SATURDAY 19 AUGUST BROOME
It was a beautiful day. Seems that at the moment it is getting to the high 20’s during the day, but cools right down at night. Very pleasant weather.
This was the last weekend of the annual Shinju Matsuri Festival, so quite a bit was happening. This event that spreads over more than a week, is a celebration of Broome – its early days as a pearling port in the late 1800’s – and the multi cultural mix that has resulted from those times.
We rode the bikes down town to the weekly Courthouse Markets, held in the gardens of that building. The stalls had a lot of hippie-type stuff – bead work, pottery and so on. There were some Asian food stalls – to be expected with the Japanese, Indonesian, Chinese influences of the past, here.

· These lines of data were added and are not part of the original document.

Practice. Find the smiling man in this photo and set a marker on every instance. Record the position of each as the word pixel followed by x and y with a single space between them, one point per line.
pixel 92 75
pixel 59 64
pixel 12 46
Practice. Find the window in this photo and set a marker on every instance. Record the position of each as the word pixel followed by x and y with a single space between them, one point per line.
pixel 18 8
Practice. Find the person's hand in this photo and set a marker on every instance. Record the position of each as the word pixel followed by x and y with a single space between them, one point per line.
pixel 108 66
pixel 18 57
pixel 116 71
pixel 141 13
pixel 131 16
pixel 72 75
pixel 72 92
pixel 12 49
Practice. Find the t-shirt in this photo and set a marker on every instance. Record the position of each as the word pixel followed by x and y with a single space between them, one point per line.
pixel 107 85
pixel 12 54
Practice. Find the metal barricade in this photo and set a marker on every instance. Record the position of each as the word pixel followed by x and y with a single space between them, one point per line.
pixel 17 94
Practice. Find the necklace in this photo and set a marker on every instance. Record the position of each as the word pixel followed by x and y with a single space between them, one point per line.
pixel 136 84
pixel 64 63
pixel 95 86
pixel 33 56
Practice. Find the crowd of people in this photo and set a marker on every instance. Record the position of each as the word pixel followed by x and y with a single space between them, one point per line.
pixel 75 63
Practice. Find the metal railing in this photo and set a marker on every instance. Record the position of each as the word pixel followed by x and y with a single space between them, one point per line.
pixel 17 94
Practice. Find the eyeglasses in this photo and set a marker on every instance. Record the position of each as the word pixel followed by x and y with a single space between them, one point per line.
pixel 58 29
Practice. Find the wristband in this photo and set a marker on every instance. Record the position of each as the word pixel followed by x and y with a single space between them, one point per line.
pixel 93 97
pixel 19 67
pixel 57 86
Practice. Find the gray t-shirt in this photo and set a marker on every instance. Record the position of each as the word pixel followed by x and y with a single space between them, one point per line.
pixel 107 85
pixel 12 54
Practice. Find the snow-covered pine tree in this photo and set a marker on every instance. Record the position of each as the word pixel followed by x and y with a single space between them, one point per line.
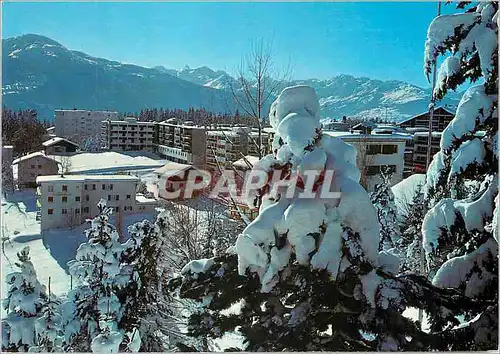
pixel 151 310
pixel 24 302
pixel 457 235
pixel 93 311
pixel 48 327
pixel 305 274
pixel 410 242
pixel 383 200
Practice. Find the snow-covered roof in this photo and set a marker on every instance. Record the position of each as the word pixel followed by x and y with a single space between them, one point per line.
pixel 83 178
pixel 172 169
pixel 56 140
pixel 422 113
pixel 359 136
pixel 434 134
pixel 109 161
pixel 33 155
pixel 141 199
pixel 241 162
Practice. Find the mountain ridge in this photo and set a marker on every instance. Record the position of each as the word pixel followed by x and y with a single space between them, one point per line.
pixel 41 73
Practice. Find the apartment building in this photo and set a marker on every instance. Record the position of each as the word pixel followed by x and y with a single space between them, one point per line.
pixel 442 117
pixel 70 200
pixel 78 125
pixel 376 150
pixel 127 135
pixel 253 143
pixel 182 143
pixel 31 166
pixel 59 146
pixel 226 146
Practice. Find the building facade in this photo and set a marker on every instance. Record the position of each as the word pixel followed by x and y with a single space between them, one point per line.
pixel 70 200
pixel 182 143
pixel 79 125
pixel 33 165
pixel 375 151
pixel 127 135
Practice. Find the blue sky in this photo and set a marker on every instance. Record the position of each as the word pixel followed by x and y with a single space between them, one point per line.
pixel 321 40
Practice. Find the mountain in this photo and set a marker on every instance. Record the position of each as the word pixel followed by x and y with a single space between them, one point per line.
pixel 345 95
pixel 40 73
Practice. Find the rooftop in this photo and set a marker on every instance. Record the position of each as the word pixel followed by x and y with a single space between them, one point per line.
pixel 83 178
pixel 173 169
pixel 372 136
pixel 420 114
pixel 111 161
pixel 56 140
pixel 32 155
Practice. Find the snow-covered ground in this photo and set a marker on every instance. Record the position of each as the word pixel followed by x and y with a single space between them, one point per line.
pixel 49 251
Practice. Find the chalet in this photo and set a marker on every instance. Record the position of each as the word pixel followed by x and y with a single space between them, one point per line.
pixel 442 117
pixel 59 146
pixel 30 166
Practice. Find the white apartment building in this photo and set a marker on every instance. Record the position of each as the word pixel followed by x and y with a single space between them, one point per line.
pixel 226 146
pixel 375 151
pixel 182 143
pixel 127 135
pixel 70 200
pixel 78 125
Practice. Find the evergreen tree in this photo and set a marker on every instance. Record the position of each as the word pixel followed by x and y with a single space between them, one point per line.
pixel 457 234
pixel 24 303
pixel 383 200
pixel 305 274
pixel 93 312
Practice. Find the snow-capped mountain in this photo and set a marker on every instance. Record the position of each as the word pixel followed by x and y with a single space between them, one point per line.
pixel 40 73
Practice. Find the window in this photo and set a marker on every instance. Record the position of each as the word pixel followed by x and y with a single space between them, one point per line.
pixel 389 149
pixel 372 170
pixel 373 149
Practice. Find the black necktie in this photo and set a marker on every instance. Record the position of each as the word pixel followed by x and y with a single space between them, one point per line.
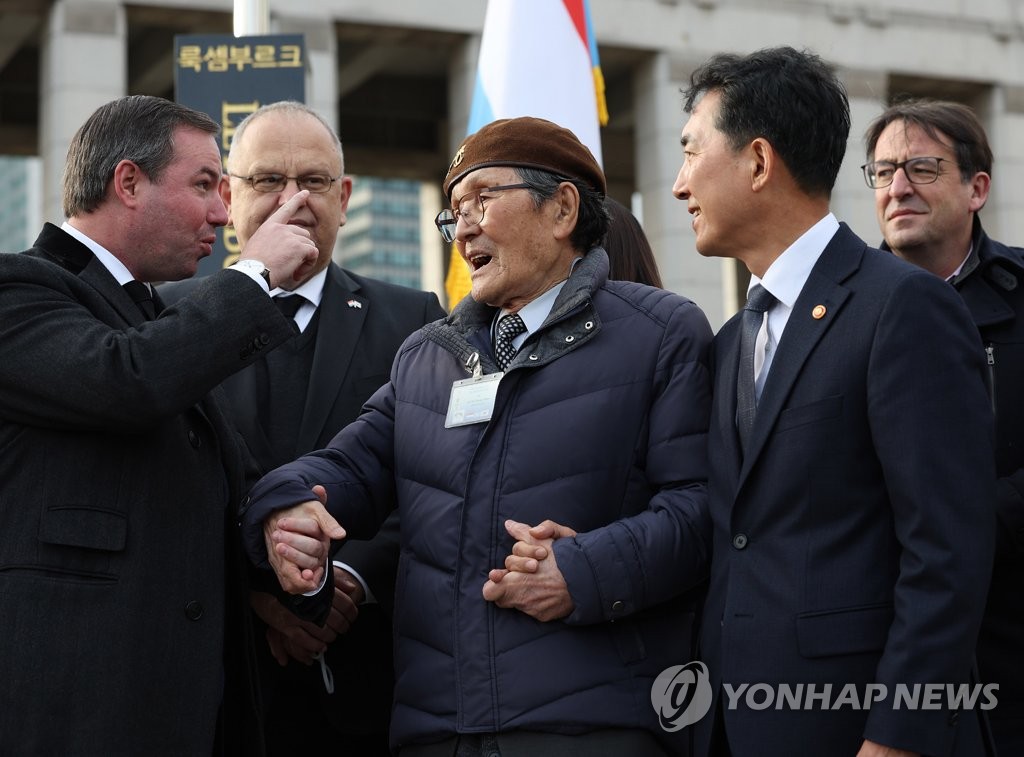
pixel 289 304
pixel 759 300
pixel 509 328
pixel 142 296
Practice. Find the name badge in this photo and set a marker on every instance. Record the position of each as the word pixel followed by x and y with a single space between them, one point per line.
pixel 472 400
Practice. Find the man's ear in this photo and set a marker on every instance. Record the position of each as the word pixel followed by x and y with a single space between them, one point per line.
pixel 224 187
pixel 763 163
pixel 127 182
pixel 980 184
pixel 566 209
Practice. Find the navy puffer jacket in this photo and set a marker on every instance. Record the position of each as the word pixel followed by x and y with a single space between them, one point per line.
pixel 599 424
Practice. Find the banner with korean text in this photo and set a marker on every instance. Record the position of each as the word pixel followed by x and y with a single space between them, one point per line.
pixel 227 78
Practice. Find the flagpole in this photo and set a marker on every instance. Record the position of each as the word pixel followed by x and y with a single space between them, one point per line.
pixel 252 17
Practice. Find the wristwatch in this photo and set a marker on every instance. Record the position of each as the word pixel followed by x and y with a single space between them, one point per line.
pixel 254 266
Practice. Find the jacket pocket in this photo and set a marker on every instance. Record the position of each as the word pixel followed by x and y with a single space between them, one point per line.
pixel 87 528
pixel 845 631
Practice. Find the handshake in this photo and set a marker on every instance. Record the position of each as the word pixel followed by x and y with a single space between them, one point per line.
pixel 298 545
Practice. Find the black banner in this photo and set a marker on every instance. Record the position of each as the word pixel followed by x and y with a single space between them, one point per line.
pixel 229 77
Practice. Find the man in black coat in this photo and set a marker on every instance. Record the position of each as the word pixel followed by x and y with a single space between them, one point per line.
pixel 337 680
pixel 930 165
pixel 851 478
pixel 122 612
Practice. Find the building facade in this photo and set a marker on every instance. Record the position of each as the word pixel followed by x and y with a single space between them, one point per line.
pixel 396 77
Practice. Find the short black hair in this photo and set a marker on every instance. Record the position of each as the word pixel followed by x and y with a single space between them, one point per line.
pixel 790 97
pixel 940 119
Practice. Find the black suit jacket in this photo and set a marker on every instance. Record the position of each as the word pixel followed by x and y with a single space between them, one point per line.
pixel 853 541
pixel 363 322
pixel 121 476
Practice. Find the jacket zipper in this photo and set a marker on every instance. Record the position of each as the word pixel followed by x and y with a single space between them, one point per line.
pixel 990 360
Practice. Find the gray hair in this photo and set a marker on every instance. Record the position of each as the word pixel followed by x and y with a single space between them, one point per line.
pixel 137 128
pixel 286 107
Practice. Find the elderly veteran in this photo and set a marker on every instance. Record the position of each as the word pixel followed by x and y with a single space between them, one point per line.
pixel 591 411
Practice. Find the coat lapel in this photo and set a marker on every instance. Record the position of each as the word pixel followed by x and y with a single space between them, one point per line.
pixel 76 257
pixel 337 334
pixel 819 303
pixel 726 346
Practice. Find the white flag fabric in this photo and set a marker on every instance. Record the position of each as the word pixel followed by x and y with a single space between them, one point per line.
pixel 538 57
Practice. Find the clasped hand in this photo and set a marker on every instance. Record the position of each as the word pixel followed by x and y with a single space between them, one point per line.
pixel 530 581
pixel 298 543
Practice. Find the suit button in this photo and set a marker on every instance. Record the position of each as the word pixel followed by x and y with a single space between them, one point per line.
pixel 194 610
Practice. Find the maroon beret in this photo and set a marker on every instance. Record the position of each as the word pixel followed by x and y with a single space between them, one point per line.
pixel 526 142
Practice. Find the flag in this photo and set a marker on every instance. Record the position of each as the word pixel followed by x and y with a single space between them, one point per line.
pixel 538 57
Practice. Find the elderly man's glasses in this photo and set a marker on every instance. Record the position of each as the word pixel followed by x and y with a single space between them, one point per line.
pixel 470 208
pixel 314 182
pixel 879 174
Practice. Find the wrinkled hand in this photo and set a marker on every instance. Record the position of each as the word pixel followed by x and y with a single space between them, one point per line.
pixel 286 249
pixel 870 749
pixel 541 592
pixel 291 637
pixel 527 553
pixel 298 543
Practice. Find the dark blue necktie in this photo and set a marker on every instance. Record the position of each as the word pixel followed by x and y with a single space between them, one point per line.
pixel 509 328
pixel 142 296
pixel 758 302
pixel 289 304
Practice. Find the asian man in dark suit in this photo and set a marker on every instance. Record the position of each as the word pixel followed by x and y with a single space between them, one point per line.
pixel 122 612
pixel 851 452
pixel 348 330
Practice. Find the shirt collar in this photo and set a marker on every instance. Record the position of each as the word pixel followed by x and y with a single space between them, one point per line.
pixel 788 272
pixel 104 256
pixel 312 289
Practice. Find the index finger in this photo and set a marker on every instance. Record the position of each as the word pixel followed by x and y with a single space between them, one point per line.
pixel 289 209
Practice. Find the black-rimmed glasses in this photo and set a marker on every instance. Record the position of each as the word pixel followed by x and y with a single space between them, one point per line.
pixel 880 174
pixel 314 182
pixel 469 211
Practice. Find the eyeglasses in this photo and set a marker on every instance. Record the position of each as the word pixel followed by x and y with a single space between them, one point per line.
pixel 469 211
pixel 879 174
pixel 314 182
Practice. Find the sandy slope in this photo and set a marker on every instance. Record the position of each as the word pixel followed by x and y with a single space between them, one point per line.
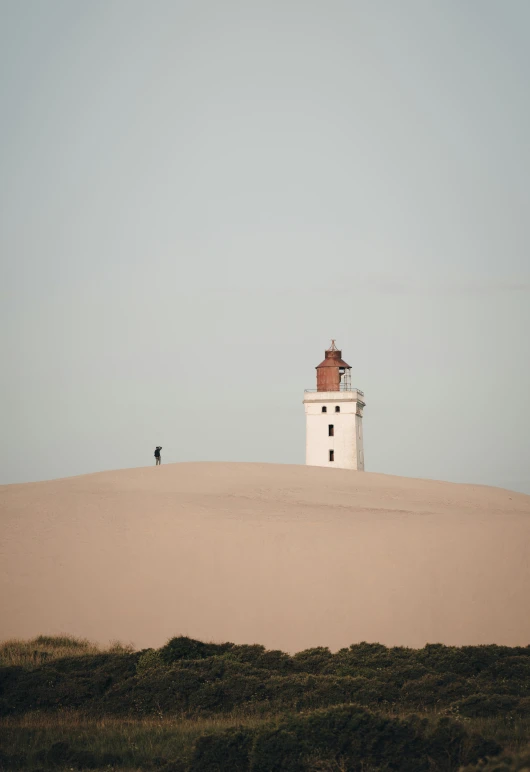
pixel 288 556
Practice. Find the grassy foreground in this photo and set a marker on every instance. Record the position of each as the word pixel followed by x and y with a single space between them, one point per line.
pixel 192 707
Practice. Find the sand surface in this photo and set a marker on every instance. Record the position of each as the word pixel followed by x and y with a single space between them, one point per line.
pixel 288 556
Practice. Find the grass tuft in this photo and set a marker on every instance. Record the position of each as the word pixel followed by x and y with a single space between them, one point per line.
pixel 35 652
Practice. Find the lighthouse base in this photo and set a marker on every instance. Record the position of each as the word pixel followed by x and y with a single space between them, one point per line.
pixel 334 429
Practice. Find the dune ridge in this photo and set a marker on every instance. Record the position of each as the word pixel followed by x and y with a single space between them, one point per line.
pixel 288 556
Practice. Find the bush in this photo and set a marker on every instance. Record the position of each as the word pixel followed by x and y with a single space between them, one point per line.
pixel 226 752
pixel 356 737
pixel 518 763
pixel 187 648
pixel 485 705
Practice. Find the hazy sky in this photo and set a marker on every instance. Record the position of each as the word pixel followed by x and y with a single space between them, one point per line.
pixel 196 196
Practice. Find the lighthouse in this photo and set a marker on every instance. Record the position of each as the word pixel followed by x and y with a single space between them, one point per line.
pixel 334 416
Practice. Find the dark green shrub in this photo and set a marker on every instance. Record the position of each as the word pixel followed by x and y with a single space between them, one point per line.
pixel 188 648
pixel 506 763
pixel 362 740
pixel 226 752
pixel 484 705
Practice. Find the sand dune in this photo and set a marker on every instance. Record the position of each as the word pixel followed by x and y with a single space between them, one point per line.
pixel 287 556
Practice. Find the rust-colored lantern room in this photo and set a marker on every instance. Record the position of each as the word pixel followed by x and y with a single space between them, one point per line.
pixel 333 374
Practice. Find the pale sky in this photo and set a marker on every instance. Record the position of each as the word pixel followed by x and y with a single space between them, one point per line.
pixel 195 197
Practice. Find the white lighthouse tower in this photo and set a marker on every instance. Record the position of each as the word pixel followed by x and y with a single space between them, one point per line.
pixel 334 416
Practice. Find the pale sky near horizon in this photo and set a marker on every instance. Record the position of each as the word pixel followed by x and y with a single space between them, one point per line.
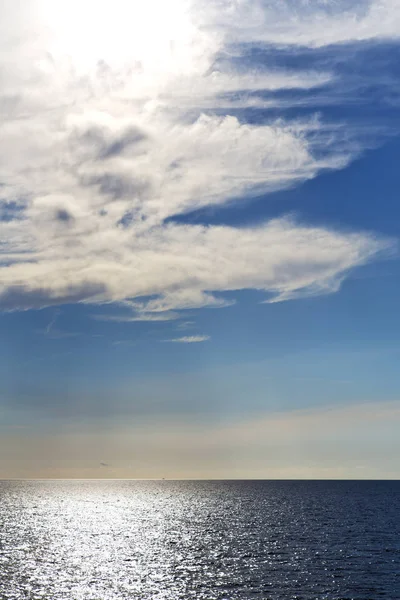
pixel 199 223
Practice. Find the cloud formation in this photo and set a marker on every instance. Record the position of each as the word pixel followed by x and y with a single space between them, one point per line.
pixel 102 148
pixel 190 339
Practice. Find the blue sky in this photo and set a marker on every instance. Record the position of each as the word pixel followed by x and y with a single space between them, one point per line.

We had a good browse about. I bought some corn, tomatoes and bananas and a frog magnet for a fridge. We bought some Indonesian food for lunch – it was alright. It was really pleasant, sitting on a bench, in the shade of a huge tree, eating and watching the passing people.
John wanted to see the Art Show and prize winners, associated with the festival, so we rode around, looking for that, eventually finding it at Matso’s Broome Brewery Cafe.
En route, we found a second-hand book shop. John wanted me to buy a novel – he knows how I have been missing reading of late. I got a cheap one that he could read too. He bought an atlas – to help him with the Railroad Tycoon computer game he plays!
The art show work was only average, I thought. Mostly not to my taste.
We rode back to Coles for potatoes and meat.
Much of the day was gone by the time we got back to the van.

Our site at Roebuck Bay Caravan Park
It was good fun, zipping about Broome on the bikes.
I was disappointed to see the numbers of derelict and semi-derelict aborigines in the park at the oval/sports area, drinking there, despite the displayed signs about no alcohol being allowed. I didn’t remember this as an issue, last time, but guess the rain then had driven them all indoors.
It was interesting and unusual that this area, which was right on the main tourist strip, had two sets of public toilets, almost adjacent. One set were open public ones, and the other were ones where the doors were coin operated.
For the remainder of the afternoon, John watched Carlton win the football game.
Tea was scotch fillet steak, mushrooms, potato. The steak was the nicest I’d ever had – so tender.